Extended Data Fig. 6. YAP/TAZ contribute to the heat shock-induced transcriptome.

(a) Top 10 enriched gene ontology analysis for biological processes (BP) of 396 up-regulated genes regulated by YAP/TAZ.

(b) Top 10 enriched KEGG pathway analysis of 396 up-regulated genes regulated by YAP/TAZ.

(c) Log2 Fold Change of representative HSPs in B16-OVA siCon or siYAP/TAZ#2 treated cells (Data are from RNA-SEQ).

(d) Heat map of representative heat shock up-regulated genes regulated by YAP/TAZ (Data are from RNA-SEQ).

Extended Data Fig. 7. The ITCH and SIAH2 E3 ubiquitin ligases do not mediate heat shock-induced LATS degradation.

(a) Knockdown of ITCH and SIAH2 does not block the heat shock-induced LATS1 degradation. Immunoblotting has been performed two times with similar results.

(b) Verification of ITCH&SIAH2 siRNA knockdown efficiency by RT-PCR. Data are presented as mean ± s.d.; n = 3 biologically independent samples.

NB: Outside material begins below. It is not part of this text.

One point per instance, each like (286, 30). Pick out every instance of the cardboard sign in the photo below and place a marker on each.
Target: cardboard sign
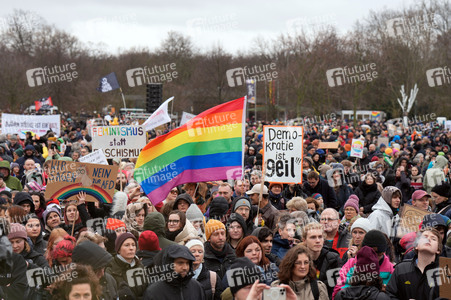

Two-way ANOVA test. Source data are available online.

Extended Data Fig. 8. Heat shock does not induce a universal protein dephosphorylation and kinase degradation.

(a-b) High density HEK293A cells were heat shocked at 43°C for the indicated times and cell lysates were collected for Western blot to detect the phosphorylation and protein levels of the indicated proteins.

(c) HEK293A cells were transiently transfected with GST-MST1. 24 h after transfection, cells were subjected to heat shock for the indicated times. Glutathione Sepharose 4B beads were used to purify GST-MST1. Phosphorylation of GST-MST1 was analyzed by Western blot with pMST1 (Thr183) antibody. Immunoblotting for a-c has been performed two times with similar results. Source data are available online.

Supplementary Material

1636506_Supp_Tab1

Supplementary Table Genomic co-occupancy analyses of interested genes by ChIP-seq data from ENCODE.